Keiler Roberts sits in front of her laundry machine, crying. It’s not the first time she’s cried on the floor, and when her daughter finds her, she recognizes an emergency situation. “Oh no, Mommy! 9-1-1!” Xia shouts as she rushes to her mother’s lap, absorbing the tears with her blankie.

This is one of the many illustrations of domestic melancholy and tenderness in Roberts’s My Begging Chart, a new collection of autobiographical comics from Drawn & Quarterly. Roberts is blunt about the highs and lows of everyday life, imbuing moments of vulnerability with dry humor thanks to her sparse art style and understated storytelling.

Raised in rural Sun Prairie, Wisconsin, Roberts didn’t have much access to the art world as a child, but a preschool visit to her teacher’s brother’s art studio instilled an early fascination with painting. “Growing up, there was no model of a professional artist,” says Roberts. “It was just art teachers, so I figured I would be a high school art teacher.”

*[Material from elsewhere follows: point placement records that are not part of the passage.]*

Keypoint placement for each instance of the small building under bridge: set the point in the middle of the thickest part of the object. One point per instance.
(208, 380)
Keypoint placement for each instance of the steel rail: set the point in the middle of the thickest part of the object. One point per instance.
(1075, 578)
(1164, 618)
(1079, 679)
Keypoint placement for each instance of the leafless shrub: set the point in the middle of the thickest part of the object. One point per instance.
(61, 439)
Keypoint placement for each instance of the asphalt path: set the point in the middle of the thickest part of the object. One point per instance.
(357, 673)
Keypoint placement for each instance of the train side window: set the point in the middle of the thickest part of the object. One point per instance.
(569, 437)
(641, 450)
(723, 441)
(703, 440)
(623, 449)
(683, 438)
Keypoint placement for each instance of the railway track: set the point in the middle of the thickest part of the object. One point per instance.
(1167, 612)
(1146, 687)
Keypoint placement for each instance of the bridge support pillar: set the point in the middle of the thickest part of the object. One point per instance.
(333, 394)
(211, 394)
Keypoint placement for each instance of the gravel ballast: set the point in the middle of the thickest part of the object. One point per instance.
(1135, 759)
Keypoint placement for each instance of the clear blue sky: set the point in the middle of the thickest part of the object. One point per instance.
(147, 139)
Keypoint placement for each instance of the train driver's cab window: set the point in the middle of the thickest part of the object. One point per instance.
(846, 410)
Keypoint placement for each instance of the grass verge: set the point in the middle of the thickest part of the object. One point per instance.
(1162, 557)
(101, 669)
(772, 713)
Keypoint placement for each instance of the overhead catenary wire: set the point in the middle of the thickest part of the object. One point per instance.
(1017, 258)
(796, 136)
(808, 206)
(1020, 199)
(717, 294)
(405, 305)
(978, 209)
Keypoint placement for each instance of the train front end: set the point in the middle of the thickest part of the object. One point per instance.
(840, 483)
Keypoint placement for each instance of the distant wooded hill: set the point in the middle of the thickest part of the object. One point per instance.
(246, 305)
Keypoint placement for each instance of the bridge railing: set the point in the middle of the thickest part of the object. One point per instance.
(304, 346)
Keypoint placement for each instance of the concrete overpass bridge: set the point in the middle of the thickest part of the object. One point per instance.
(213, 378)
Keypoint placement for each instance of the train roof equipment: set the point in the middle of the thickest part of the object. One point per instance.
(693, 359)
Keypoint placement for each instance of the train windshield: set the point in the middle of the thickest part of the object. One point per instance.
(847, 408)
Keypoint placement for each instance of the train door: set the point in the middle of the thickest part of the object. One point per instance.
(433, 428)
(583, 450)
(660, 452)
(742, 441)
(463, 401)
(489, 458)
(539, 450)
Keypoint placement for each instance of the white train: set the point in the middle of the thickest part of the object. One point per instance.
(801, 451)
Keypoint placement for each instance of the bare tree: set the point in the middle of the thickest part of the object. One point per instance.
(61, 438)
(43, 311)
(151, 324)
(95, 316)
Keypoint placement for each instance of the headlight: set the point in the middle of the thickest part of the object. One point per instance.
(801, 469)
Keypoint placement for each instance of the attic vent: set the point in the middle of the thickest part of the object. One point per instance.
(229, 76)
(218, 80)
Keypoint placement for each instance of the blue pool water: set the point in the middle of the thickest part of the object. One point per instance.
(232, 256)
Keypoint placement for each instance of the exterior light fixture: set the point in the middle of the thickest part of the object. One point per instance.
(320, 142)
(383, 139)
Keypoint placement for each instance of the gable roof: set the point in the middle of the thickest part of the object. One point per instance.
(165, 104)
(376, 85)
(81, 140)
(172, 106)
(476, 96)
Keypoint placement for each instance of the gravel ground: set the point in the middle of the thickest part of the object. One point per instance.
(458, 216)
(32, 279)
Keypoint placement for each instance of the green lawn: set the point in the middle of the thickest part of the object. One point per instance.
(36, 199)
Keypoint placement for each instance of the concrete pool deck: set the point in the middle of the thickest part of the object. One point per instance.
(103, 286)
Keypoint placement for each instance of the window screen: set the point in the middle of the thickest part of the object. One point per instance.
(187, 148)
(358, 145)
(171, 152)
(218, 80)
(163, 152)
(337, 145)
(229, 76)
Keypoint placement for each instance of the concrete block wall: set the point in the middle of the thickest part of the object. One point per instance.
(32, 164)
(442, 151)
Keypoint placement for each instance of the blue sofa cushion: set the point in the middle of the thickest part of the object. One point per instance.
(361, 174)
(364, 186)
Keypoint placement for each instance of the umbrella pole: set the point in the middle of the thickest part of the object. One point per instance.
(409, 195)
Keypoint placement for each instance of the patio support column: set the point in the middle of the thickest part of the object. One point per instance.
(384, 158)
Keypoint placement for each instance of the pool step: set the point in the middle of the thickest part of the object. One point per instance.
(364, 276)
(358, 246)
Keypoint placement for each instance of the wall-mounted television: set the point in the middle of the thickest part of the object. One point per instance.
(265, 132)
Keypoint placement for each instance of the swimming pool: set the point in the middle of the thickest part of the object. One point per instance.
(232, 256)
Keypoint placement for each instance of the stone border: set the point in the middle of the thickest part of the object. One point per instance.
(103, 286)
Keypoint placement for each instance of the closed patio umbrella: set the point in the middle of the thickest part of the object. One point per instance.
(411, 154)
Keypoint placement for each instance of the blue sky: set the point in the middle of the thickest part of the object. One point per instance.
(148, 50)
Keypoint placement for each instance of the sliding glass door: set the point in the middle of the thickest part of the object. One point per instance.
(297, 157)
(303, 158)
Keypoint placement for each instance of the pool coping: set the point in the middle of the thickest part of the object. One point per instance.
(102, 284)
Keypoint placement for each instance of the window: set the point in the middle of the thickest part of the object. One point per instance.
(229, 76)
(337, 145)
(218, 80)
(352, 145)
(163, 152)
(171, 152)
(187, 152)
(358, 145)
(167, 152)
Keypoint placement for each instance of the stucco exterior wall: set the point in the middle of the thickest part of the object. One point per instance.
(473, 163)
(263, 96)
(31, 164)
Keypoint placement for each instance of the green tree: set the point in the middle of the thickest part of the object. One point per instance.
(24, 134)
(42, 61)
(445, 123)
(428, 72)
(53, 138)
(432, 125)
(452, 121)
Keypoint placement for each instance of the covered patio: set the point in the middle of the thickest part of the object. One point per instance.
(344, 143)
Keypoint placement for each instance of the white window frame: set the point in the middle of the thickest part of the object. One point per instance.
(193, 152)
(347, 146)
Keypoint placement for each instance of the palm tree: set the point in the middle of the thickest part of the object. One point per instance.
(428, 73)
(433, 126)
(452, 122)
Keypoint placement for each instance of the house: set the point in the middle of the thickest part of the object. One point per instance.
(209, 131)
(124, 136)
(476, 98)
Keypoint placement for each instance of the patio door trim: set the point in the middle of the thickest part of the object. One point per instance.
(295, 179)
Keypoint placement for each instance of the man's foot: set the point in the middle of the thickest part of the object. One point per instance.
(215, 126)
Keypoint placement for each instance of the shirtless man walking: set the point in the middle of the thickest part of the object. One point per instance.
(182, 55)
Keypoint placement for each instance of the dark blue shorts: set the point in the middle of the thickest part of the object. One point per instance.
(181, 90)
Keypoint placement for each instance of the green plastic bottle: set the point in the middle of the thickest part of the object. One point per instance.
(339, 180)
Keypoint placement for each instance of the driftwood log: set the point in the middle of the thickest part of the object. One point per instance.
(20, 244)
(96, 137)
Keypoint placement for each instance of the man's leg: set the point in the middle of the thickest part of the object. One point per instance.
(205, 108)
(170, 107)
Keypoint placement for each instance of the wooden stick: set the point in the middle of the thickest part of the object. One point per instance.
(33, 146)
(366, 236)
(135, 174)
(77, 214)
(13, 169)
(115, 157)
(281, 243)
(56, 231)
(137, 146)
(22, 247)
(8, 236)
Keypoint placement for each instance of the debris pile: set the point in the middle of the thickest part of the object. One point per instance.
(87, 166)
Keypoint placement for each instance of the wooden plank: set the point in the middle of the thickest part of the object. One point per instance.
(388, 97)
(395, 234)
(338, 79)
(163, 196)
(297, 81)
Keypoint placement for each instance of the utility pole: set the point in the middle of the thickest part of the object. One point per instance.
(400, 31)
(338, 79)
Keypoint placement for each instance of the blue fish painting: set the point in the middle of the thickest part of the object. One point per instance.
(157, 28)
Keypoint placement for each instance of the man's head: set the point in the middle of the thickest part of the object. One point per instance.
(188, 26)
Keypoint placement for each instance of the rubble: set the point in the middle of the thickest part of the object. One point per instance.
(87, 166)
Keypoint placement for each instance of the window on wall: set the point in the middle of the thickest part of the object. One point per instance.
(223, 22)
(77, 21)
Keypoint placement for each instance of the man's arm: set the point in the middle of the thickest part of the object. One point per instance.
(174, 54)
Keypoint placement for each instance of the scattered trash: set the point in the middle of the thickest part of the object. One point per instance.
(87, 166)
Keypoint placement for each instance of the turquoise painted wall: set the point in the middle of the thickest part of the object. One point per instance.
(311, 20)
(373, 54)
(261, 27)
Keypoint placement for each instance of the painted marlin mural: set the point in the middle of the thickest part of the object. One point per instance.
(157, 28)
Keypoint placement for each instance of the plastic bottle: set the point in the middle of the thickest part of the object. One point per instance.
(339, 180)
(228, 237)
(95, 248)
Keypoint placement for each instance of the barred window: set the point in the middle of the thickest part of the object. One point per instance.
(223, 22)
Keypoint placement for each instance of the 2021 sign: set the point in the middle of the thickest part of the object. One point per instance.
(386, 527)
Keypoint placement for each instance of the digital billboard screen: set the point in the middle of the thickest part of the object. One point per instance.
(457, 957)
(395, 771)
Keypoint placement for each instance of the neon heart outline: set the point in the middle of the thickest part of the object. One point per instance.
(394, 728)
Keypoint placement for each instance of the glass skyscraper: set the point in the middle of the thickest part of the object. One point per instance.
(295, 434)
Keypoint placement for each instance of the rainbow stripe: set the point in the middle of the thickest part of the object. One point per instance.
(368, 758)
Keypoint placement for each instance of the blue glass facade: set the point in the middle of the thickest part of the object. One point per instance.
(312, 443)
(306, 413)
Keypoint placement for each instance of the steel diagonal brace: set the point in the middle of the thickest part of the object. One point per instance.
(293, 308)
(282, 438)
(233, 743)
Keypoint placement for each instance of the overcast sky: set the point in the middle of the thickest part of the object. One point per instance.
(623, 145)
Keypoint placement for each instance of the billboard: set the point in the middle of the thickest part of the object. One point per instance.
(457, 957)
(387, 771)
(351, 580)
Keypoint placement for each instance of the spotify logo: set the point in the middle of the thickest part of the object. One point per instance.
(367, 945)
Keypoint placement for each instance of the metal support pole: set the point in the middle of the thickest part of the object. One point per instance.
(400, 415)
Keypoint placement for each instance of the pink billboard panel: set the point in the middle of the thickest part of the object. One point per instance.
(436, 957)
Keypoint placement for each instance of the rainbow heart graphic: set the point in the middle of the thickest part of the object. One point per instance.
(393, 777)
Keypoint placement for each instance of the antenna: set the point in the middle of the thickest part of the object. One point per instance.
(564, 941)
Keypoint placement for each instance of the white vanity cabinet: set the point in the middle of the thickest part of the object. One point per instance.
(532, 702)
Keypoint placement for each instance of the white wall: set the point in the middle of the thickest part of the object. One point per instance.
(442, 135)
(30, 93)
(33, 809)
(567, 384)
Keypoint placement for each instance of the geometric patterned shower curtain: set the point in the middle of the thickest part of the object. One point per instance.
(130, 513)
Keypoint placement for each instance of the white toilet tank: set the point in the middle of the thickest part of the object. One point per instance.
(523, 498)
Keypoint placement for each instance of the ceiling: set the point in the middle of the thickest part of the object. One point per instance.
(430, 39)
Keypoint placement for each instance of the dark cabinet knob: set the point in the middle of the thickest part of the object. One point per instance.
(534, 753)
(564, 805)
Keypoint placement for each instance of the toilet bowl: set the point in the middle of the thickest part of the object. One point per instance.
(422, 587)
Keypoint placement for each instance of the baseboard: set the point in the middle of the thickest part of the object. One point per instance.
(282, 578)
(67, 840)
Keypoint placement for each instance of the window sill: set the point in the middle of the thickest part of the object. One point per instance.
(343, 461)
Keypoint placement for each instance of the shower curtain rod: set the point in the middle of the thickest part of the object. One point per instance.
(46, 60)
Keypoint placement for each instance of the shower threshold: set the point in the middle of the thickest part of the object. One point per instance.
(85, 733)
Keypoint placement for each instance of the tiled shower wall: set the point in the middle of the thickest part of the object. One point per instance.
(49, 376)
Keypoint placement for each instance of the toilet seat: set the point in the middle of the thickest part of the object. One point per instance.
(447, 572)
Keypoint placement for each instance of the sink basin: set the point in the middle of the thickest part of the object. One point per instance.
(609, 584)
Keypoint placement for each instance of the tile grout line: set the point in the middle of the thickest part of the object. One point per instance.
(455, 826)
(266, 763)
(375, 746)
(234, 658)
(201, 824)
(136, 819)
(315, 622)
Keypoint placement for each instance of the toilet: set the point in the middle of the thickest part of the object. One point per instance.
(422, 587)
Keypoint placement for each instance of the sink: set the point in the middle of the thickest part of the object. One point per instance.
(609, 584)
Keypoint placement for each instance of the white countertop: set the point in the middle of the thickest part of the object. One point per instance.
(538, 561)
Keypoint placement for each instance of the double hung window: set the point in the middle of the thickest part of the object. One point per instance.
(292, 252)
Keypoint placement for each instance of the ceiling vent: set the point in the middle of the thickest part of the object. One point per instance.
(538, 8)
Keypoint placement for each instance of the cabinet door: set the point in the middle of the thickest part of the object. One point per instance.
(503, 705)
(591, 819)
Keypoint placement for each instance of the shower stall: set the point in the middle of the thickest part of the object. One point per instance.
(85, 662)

Roberts pursued education at University of Wisconsin in Madison before switching to a BFA [’00] that allowed her to devote more time to painting. She continued down that path with a master’s degree from Northwestern University, and the Evanston-based artist has been teaching ever since, currently at the School of the Art Institute in Chicago.

“Keiler has always nurtured a humble balance between curiosity and aspiration,” says Michelle Grabner, one of Roberts’s former professors at UWM and her current colleague at SAIC. “What made her one of my favorite undergraduates are the same qualities that make her an inspiring and effective teacher in the classroom now.”

In 2009, Roberts took a comics course at DePaul University taught by cartoonist Aaron Renier, who was intimidated to have another professor as a student. “She was fully formed,” says Renier. “Part of me thinks she didn’t even need to take my class. She used the class as an excuse to start.” Roberts created the first issue of her self-published comic, Powdered Milk, at DePaul.

When it came to developing her aesthetic as a cartoonist, Roberts quickly realized she was most comfortable with the basics: black-and-white comics drawn with Micron pen on Bristol board. “There’s nothing luxurious or sensual about my drawing style or materials,” says Roberts. “What is the most direct way to draw something if you’re just trying to describe it clearly and fast? I’m not thinking about how to make this more beautiful or look more like ‘art.’”

Roberts met Annie Koyama of Koyama Press at the first Chicago Alternative Comics Expo (CAKE) in 2012, and while Roberts didn’t have much work to display, her mini-comics made an impression on the Toronto-based small-press publisher.